When Knisley’s elderly grandparents sign up for a Caribbean cruise, her family want some one to go with them, as they require constant care. Knisley volunteers, knowing that she doesn’t have a lot of time left to spend with them. The job, however, will be extremely difficult, dealing with the deterioration of both her grandparents’ mental and physical health.
This is my fourth book by Knisley. While I was slightly disappointed with the last one, I adored her first two, and the moment I read the description of Displacement, I knew I would love it too. (Short review: I did.)
I’ve been on two cruises, both through the Caribbean. Both times, it wasn’t the cruise itself I was interested in, but the locations the cruises traveled to. I would have loved to be able to travel to all those places without the touristy claptrap of a cruise, but yeah…can’t afford it…so I did the whole travel-light thing. This meant that while I enjoyed seeing all those places, I was also intensely aware of the whole mall/casino-on-a-boat feel. I loved some things, hated some things, laughed at a lot of things, and, well, raised my eyebrows a lot. And nearly everything I experienced, Knisley addressed in one way or another in Displacement.

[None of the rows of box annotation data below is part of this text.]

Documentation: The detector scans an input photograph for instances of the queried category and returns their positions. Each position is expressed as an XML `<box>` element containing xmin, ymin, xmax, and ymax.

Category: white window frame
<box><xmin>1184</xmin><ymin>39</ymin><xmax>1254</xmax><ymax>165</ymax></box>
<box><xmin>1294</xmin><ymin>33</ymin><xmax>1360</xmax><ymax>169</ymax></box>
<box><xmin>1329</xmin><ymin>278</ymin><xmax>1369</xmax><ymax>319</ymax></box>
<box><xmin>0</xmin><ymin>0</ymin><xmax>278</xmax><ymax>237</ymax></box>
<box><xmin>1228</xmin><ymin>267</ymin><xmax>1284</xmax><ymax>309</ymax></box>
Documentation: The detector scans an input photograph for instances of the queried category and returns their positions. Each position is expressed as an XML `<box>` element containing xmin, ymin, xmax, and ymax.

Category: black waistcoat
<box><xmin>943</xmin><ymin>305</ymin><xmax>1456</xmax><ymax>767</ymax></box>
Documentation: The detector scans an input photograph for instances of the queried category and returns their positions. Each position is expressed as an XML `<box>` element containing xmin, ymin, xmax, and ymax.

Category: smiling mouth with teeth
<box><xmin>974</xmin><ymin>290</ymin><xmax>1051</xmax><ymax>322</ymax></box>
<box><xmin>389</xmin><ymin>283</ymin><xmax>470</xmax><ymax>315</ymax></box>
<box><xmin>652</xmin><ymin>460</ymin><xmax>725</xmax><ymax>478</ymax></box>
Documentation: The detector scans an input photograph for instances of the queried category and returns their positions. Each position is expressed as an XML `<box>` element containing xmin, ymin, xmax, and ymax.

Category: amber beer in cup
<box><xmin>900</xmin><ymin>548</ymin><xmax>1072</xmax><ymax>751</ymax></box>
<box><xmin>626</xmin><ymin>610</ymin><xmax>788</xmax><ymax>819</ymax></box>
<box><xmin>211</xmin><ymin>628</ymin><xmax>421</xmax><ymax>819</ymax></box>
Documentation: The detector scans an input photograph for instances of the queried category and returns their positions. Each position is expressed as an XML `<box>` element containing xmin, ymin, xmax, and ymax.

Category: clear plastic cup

I laughed my way all through this book, and got teary in places as well. Knisley did an amazing job of contrasting the absurdity of cruising with the seriousness of taking care of loved ones. Frivolity goes hand in hand with mortality and the impending death of loved ones. An incredibly wide range of emotions was sketched into this one week of travel. This is Knisley at her best. Highly recommended.